Il y a quelques semaines, une « guerre civile » a été évitée de peu dans les environs de Bankass : un élu dogon avait appelé à « l’embargo » contre les Peuls, au prétexte qu’ils seraient tous des jihadistes. L’issue a été moins heureuse dans le Karéri, près de Ténenkou, où Bambaras et Peuls (encore une fois assimilés à des jihadistes) se sont affrontés en mai : les sources les plus fiables évoquent entre quarante et soixante morts…
Cette tuerie a suscité l’émoi à Bamako. Le gouvernement a envoyé des ministres. L’armée est (timidement) revenue dans les parages. La communauté peule, elle, s’est organisée. Certaines de ses figures tentent de regrouper les hommes qui ont pris les armes afin de les intégrer au processus DDR (désarmement, démobilisation, réintégration). « C’est explosif. Il faut faire quelque chose, estime un officier de l’armée, peul par sa mère. Si les Peuls basculent, alors, on perdra le Nord, car la région de Mopti est le ciment entre le nord et le sud du Mali. »
UNE DÉFLAGRATION RÉGIONALE
Le glissement du conflit vers le centre du pays inquiète les voisins du Mali, à commencer par le Burkina Faso. Son président, Roch Marc Christian Kaboré, souhaite redéployer l’un des deux bataillons burkinabè de la Minusma vers la frontière avec le Mali (dans la région de Douentza, en pleine ébullition) afin de « sécuriser beaucoup plus » le nord de son pays.

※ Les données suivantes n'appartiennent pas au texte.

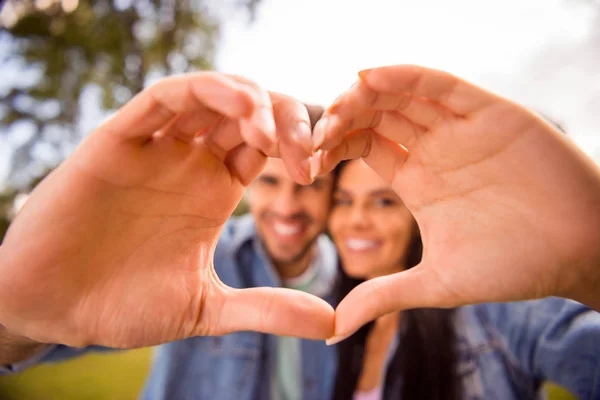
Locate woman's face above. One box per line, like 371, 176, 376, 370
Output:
329, 160, 415, 279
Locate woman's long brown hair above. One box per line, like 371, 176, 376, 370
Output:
333, 163, 460, 400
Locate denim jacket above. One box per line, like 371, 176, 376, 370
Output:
0, 216, 600, 400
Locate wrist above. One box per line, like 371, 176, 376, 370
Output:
0, 325, 49, 365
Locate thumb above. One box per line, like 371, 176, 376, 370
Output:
207, 287, 334, 339
327, 264, 456, 345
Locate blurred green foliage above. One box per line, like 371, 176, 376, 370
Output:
0, 348, 575, 400
0, 0, 260, 242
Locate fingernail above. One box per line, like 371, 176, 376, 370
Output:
310, 150, 323, 182
292, 122, 313, 154
325, 336, 348, 346
358, 68, 373, 81
312, 117, 327, 150
254, 107, 275, 141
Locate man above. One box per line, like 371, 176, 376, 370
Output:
143, 110, 337, 400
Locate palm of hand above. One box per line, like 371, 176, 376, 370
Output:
1, 127, 243, 347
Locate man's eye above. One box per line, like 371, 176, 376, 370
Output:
375, 198, 396, 208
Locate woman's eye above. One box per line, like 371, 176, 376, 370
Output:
333, 199, 352, 206
375, 198, 396, 207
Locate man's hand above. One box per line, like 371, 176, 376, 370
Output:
314, 66, 600, 341
0, 72, 333, 348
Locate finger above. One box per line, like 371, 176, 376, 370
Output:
225, 144, 267, 186
219, 287, 334, 339
229, 75, 277, 157
201, 117, 244, 161
154, 107, 224, 143
319, 131, 408, 184
100, 72, 253, 139
327, 266, 458, 345
271, 93, 315, 184
359, 65, 497, 117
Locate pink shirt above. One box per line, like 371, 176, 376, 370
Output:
352, 386, 382, 400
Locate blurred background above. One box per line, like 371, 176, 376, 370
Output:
0, 0, 600, 399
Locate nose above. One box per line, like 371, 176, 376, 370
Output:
272, 185, 302, 217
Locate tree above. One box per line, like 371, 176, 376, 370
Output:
0, 0, 259, 240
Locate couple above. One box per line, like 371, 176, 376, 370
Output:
0, 66, 600, 399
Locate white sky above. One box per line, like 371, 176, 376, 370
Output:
0, 0, 600, 189
217, 0, 600, 160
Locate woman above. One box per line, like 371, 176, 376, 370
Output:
329, 160, 600, 400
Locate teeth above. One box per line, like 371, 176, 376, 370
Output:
273, 222, 302, 236
346, 239, 378, 251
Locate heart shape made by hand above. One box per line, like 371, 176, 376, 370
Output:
0, 65, 600, 348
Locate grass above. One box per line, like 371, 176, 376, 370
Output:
0, 348, 574, 400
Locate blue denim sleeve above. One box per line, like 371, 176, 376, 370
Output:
0, 345, 116, 375
481, 297, 600, 400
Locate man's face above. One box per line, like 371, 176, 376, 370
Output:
248, 159, 333, 265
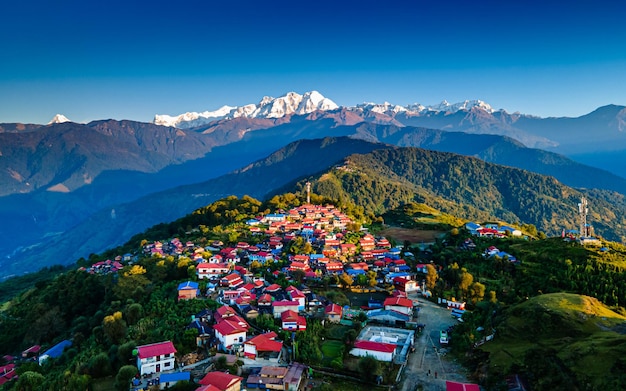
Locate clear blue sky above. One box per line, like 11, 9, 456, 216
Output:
0, 0, 626, 123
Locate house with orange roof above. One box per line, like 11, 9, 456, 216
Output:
287, 285, 306, 311
324, 303, 343, 323
383, 296, 413, 315
280, 310, 306, 331
196, 371, 243, 391
196, 262, 230, 279
243, 331, 283, 362
272, 300, 300, 318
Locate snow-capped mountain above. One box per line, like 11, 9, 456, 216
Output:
356, 100, 496, 116
48, 114, 72, 125
154, 91, 339, 129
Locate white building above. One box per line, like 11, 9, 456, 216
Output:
213, 320, 248, 349
137, 341, 176, 376
350, 340, 396, 362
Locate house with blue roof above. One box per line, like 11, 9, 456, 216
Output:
159, 372, 191, 390
178, 281, 200, 300
39, 339, 72, 365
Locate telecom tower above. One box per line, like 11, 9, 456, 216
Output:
306, 182, 311, 204
578, 197, 589, 238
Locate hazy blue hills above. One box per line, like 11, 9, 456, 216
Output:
3, 137, 626, 274
0, 109, 626, 278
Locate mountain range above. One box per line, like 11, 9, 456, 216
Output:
0, 91, 626, 274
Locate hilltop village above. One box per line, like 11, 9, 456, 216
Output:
0, 204, 532, 391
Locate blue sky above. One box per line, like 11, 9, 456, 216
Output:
0, 0, 626, 123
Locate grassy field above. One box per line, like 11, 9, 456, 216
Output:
481, 293, 626, 389
322, 340, 344, 364
380, 227, 443, 243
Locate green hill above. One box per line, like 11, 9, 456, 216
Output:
481, 293, 626, 390
294, 148, 626, 241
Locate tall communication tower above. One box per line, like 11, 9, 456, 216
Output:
306, 182, 311, 204
578, 197, 589, 237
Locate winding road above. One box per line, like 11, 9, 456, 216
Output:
399, 295, 468, 391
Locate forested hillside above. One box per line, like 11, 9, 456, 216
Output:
296, 148, 626, 241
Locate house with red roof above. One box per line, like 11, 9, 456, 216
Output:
392, 277, 418, 293
272, 300, 300, 318
446, 380, 480, 391
0, 364, 17, 386
287, 286, 306, 311
326, 262, 343, 274
243, 331, 283, 362
256, 293, 274, 309
220, 273, 244, 289
22, 345, 41, 358
265, 284, 283, 293
289, 261, 311, 273
383, 297, 413, 315
280, 310, 306, 331
178, 281, 200, 300
339, 243, 356, 255
137, 341, 176, 376
214, 305, 237, 322
350, 340, 396, 362
324, 303, 343, 323
196, 262, 230, 279
196, 372, 243, 391
213, 316, 249, 349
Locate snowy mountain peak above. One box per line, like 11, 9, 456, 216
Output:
154, 91, 339, 129
48, 114, 72, 125
357, 100, 495, 115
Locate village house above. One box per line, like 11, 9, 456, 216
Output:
246, 362, 307, 391
280, 310, 306, 331
393, 277, 419, 293
287, 285, 306, 311
350, 340, 396, 362
213, 317, 248, 350
220, 273, 244, 289
243, 331, 283, 362
324, 303, 343, 323
137, 341, 176, 376
196, 372, 243, 391
272, 300, 300, 319
196, 262, 230, 279
178, 281, 200, 300
383, 297, 413, 315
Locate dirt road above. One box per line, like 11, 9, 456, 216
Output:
400, 295, 468, 391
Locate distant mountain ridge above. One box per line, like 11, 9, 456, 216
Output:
153, 91, 338, 129
3, 137, 626, 280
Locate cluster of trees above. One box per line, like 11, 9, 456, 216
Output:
312, 148, 626, 240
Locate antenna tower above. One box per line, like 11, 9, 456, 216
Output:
306, 182, 311, 204
578, 197, 589, 238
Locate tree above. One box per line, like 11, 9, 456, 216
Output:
215, 356, 228, 371
291, 270, 305, 283
88, 352, 111, 379
102, 311, 127, 344
358, 356, 380, 381
339, 273, 354, 287
459, 268, 470, 297
125, 303, 143, 325
426, 264, 439, 290
15, 371, 46, 391
469, 282, 485, 304
115, 365, 137, 391
489, 291, 498, 304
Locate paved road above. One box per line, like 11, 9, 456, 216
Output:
400, 296, 468, 391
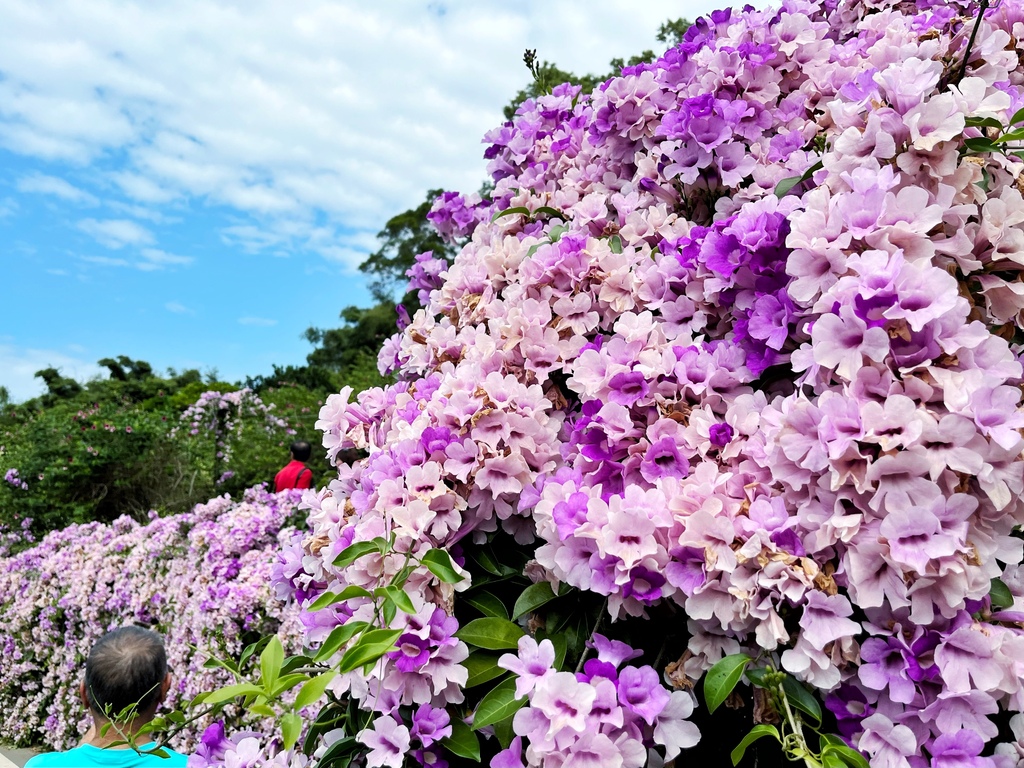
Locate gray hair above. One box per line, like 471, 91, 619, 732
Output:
85, 627, 167, 716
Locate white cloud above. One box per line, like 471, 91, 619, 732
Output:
0, 0, 737, 265
78, 219, 153, 250
0, 344, 102, 402
164, 301, 196, 314
137, 248, 195, 270
17, 173, 98, 206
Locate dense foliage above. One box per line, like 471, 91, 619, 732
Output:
0, 356, 330, 535
0, 489, 301, 750
190, 0, 1024, 768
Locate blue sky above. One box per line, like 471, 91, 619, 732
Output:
0, 0, 733, 399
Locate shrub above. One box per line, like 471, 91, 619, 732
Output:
0, 488, 301, 750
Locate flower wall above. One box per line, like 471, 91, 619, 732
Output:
0, 488, 301, 750
256, 0, 1024, 768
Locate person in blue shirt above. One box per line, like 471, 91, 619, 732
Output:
25, 627, 187, 768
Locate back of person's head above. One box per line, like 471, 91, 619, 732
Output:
292, 440, 313, 462
85, 627, 167, 716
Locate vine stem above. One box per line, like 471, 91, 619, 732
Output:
952, 0, 989, 85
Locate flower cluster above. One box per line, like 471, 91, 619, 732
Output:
3, 467, 29, 490
0, 488, 301, 750
170, 387, 295, 463
287, 0, 1024, 768
492, 635, 700, 768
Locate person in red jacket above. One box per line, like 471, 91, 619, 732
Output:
273, 440, 313, 490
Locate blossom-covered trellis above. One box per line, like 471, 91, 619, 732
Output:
0, 488, 302, 750
205, 0, 1024, 768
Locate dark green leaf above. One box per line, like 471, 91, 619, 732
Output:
964, 136, 1006, 153
548, 224, 569, 243
382, 587, 416, 613
421, 549, 465, 584
473, 678, 526, 730
441, 717, 480, 763
703, 653, 751, 712
316, 736, 358, 768
534, 206, 565, 221
512, 582, 555, 618
204, 683, 263, 705
456, 616, 526, 650
295, 670, 338, 710
493, 714, 515, 750
782, 675, 821, 726
259, 635, 285, 690
281, 712, 302, 750
338, 630, 401, 673
462, 651, 508, 688
490, 206, 529, 223
268, 673, 309, 697
729, 725, 782, 765
964, 118, 1002, 131
239, 635, 270, 669
746, 667, 768, 688
988, 579, 1014, 609
313, 622, 370, 662
821, 743, 869, 768
462, 590, 509, 618
333, 541, 380, 568
473, 549, 516, 579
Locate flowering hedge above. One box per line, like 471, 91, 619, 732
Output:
195, 0, 1024, 768
0, 488, 301, 749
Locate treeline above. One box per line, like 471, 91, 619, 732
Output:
0, 19, 689, 548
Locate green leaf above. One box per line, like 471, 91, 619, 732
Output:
462, 590, 509, 618
472, 549, 516, 579
548, 224, 569, 243
733, 724, 782, 765
964, 118, 1002, 131
493, 714, 515, 750
462, 651, 508, 688
473, 678, 526, 731
512, 582, 555, 618
775, 160, 824, 199
455, 616, 526, 650
490, 206, 529, 223
380, 587, 416, 613
338, 630, 401, 673
534, 206, 565, 221
239, 635, 270, 669
746, 667, 768, 688
203, 656, 239, 675
268, 673, 309, 698
306, 584, 372, 613
782, 675, 821, 726
204, 683, 263, 705
441, 717, 480, 763
995, 128, 1024, 144
333, 540, 380, 568
964, 134, 1010, 153
281, 712, 302, 750
313, 622, 370, 662
821, 743, 869, 768
988, 579, 1014, 609
316, 736, 358, 768
420, 549, 466, 584
705, 653, 752, 713
259, 635, 285, 690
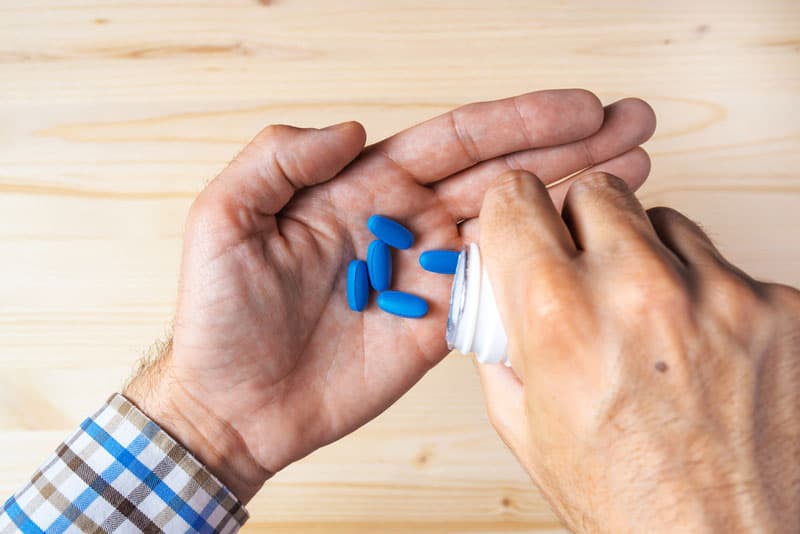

Longtemps épargné par les jihadistes, le Burkina est l’une de leurs cibles privilégiées depuis un an. Il y a une forme de logique à cela : outre la porosité de la frontière, un grand nombre des Peuls qui ont rejoint les rangs du Mujao en 2012 pour assurer leur sécurité et qui n’ont pas désarmé depuis sont originaires du Niger et du Burkina. Depuis le déclenchement de l’opération Seeno en octobre 2015, certains d’entre eux ont d’ailleurs fui leur campement et se sont réfugiés au Burkina.
Les frontières n’ont pour eux aucune signification. « Ils passent d’un pays à l’autre au gré des saisons et des événements et ont de la famille de chaque côté », explique un élu du cercle de Douentza. Et ce qui est valable pour les pasteurs l’est aussi pour les jihadistes.